Por Manuel González Prada, Anarquía
La celebración de este día va tomando las proporciones de una fiesta mundial. Ya no son exclusivamente los obreros de las grandes poblaciones norteamericanas y europeas los que se regocijan hoy con la esperanza de una próxima redención y renuevan sus maldiciones a la insaciable rapacidad del capitalismo. En nuestra América del Sur, en casi todos los pueblos civilizados, soplan vientos de rebelión al irradiar el 1 de mayo.
Y se comprende: el proletariado de las sociedades modernas no es más que una prolongación del vasallaje feudal. Donde hay cambio de dinero por fuerza muscular, donde uno paga el salario y el otro le recibe en remuneración de trabajo forzoso, ahí existe un amo y un siervo, un explotador y un explotado. Toda industria legal se reduce a un robo legalmente organizado.
Según la iniciativa que parece emanada de los socialistas franceses, todas las manifestaciones que hagan hoy los obreros deben converger a crear una irresistible agitación para conseguir la jornada de ocho horas. Cierto, para la emancipación integral soñada por la anarquía, eso no vale mucho; pero en relación al estado económico de las naciones y al desarrollo mental de los obreros, significa muchísimo: es un gran salto hacia adelante en un terreno donde no se puede caminar ni a rastras. Si la revolución social ha de verificarse lentamente o palmo a palmo, la conquista de las ocho horas debe mirarse como un gran paso; si ha de realizarse violentamente y en bloque, la disminución del tiempo dedicado a las faenas materiales es una medida preparatoria: algunas de las horas que el proletariado dedica hoy al manejo de sus brazos podría consagrarlas a cultivar su inteligencia, haciéndose hombre consciente, conocedor de sus derechos y, por consiguiente, revolucionario. Si el obrero cuenta con muchos enemigos, el mayor está en su ignorancia.

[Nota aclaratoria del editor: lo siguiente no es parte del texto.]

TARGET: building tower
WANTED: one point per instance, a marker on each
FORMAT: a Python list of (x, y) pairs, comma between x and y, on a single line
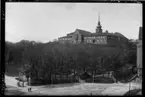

Desde Nueva York hasta Roma y desde Buenos Aires hasta París, flamearán hoy las banderas rojas y tronarán los gritos de rebeldía. Probablemente, relucirán los sables y detonarán los rifles. Porque si en algunos pueblos las modestas manifestaciones de los obreros provocan la sonrisa de los necios o el chiste de los imbéciles, en otros países el interminable desfile de los desheredados hace temblar y palidecer a las clases dominadoras. Y nada más temible que una sociedad cogida y empujada por el miedo. Ahí está Rusia, donde el miedo tiene quizá más parte en el crimen que la maldad misma, siendo ésta de quilates muy subidos.
Si consideramos el 1 de mayo como una fiesta mundial, anhelemos que ese día, en vez de sólo pregonar la lucha de clases, se predique la revolución humana o para todos. En el largo martirologio de la historia, así como en los actuales dramas de la miseria, los obreros no gozan el triste privilegio de ofrecer las víctimas. La sociedad es una inmensa escala de iniquidades, todos combaten por adquirir el amplio desarrollo de su individualidad. Todos los cerebros piden luz, todos los corazones quieren amor, todos los estómagos exigen pan. Hasta los opresores y explotadores necesitan verse emancipados de sí mismos porque son miserables esclavos sujetos a las preocupaciones de casta y secta.
Para el verdadero anarquista no hay, pues, una simple cuestión obrera, sino un vastísimo problema social; no una guerra de antropófagos entre clases y clases, sino un generoso trabajo de emancipación humana.